Tilting plane tests on a small-scale masonry cross vault: Experimental results and numerical simulations through a heterogeneous approach

• A heterogeneous non-linear Finite Element model is validated by experimental tests.
• The results of experimental tests on a scale model of cross vault are presented.
• Two types of displacement/rotation controlled tests (seismic actions), are simulated.
• Numerical results simulate very well experimental tests.

The seismic response of masonry vaults is discussed by presenting the results of an experimental campaign on a small-scale model and their numerical simulation though a heterogeneous full 3D non-linear Finite Element (FE) approach. The model relies into a discretization of the blocks by means of few rigid-infinitely resistant parallelepiped elements interacting by means of planar four-noded interfaces, where all the deformation (elastic and inelastic) occurs. In the framework of a heterogeneous approach, two typologies of interfaces are present, namely internal brick–brick interfaces, here assumed elastic, and mortar joints with zero thickness, behaving as a frictional (Mohr–Coulomb) material with infinite strength in compression and almost vanishing tensile strength.
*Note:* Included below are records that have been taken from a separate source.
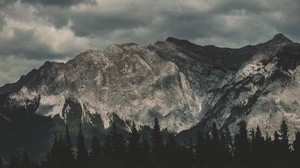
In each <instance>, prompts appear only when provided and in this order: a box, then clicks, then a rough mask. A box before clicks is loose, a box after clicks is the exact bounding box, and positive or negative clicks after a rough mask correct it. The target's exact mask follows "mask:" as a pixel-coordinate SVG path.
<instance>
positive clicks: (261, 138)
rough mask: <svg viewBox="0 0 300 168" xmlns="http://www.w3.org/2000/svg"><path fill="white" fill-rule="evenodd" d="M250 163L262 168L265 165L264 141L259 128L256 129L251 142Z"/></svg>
mask: <svg viewBox="0 0 300 168" xmlns="http://www.w3.org/2000/svg"><path fill="white" fill-rule="evenodd" d="M252 152H253V154H254V155H253V156H252V159H253V160H252V163H254V165H255V166H256V167H262V166H264V165H265V163H266V159H265V158H264V157H265V156H266V154H267V153H266V149H265V139H264V137H263V136H262V133H261V131H260V128H259V126H257V127H256V132H255V134H254V139H253V142H252Z"/></svg>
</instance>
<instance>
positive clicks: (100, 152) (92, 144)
mask: <svg viewBox="0 0 300 168" xmlns="http://www.w3.org/2000/svg"><path fill="white" fill-rule="evenodd" d="M101 153H102V149H101V146H100V142H99V140H98V138H97V137H96V135H95V134H94V136H93V138H92V143H91V153H90V158H91V160H92V161H96V160H98V159H100V157H101Z"/></svg>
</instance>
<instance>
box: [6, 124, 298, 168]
mask: <svg viewBox="0 0 300 168" xmlns="http://www.w3.org/2000/svg"><path fill="white" fill-rule="evenodd" d="M237 128H238V131H237V133H236V134H235V135H234V136H232V133H231V132H230V130H229V129H228V128H225V129H224V130H223V131H221V132H220V131H219V129H218V128H217V125H216V123H213V124H212V128H211V130H210V131H208V132H206V133H205V134H203V133H200V132H198V135H197V142H196V143H195V144H193V143H192V142H191V143H189V144H179V143H178V142H177V141H176V138H175V135H174V134H172V133H168V134H167V136H166V137H164V136H163V134H162V131H161V129H160V125H159V122H158V119H157V118H155V121H154V129H153V130H152V137H151V138H147V137H145V136H144V135H142V134H141V133H139V131H138V130H137V128H136V126H135V124H134V123H133V125H132V127H131V132H130V134H129V137H128V138H127V139H125V138H124V137H123V135H122V134H121V133H119V132H118V130H117V127H116V124H112V128H111V131H110V132H109V133H108V135H107V137H106V140H105V142H104V143H103V144H101V143H100V142H99V140H98V138H97V137H96V136H95V135H94V136H93V138H92V141H91V147H90V150H89V151H88V149H87V147H86V145H85V144H86V142H85V137H84V133H83V131H82V129H81V125H80V126H79V132H78V135H77V137H76V143H75V144H73V143H72V140H71V137H70V133H69V128H68V125H66V129H65V134H64V135H59V136H57V135H56V134H55V138H54V142H53V145H52V148H51V149H50V151H49V152H48V153H47V156H46V158H45V159H44V160H43V161H42V162H41V163H37V162H34V161H32V160H31V159H30V158H29V155H28V154H27V152H24V153H23V156H22V157H21V159H20V158H17V157H15V156H12V157H11V160H10V164H9V165H8V166H9V168H160V167H161V168H227V167H228V168H232V167H236V168H243V167H245V168H248V167H249V168H294V167H295V168H296V167H299V165H300V132H299V131H298V132H296V133H295V140H294V141H293V142H292V143H290V141H289V130H288V126H287V124H286V122H285V120H283V121H282V123H281V125H280V128H279V130H277V131H275V132H274V135H273V138H271V137H270V136H269V135H268V134H267V133H266V134H265V135H263V134H262V132H261V130H260V127H259V126H257V127H256V128H255V129H254V128H253V129H251V130H250V131H249V130H247V125H246V122H245V121H241V122H239V123H238V124H237ZM149 139H150V140H149ZM0 168H3V163H2V160H1V159H0Z"/></svg>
The model is incremental, non-linear elasto-plastic and exhibits softening at mortar interfaces. Each load step is solved by means of mathematical programming, i.e. through the formulation of a suitable constrained minimization problem where the objective function is represented by the energy of the mechanical system. The experimental and numerical results are compared and discussed in terms of both collapse mechanisms and force/displacement capacity.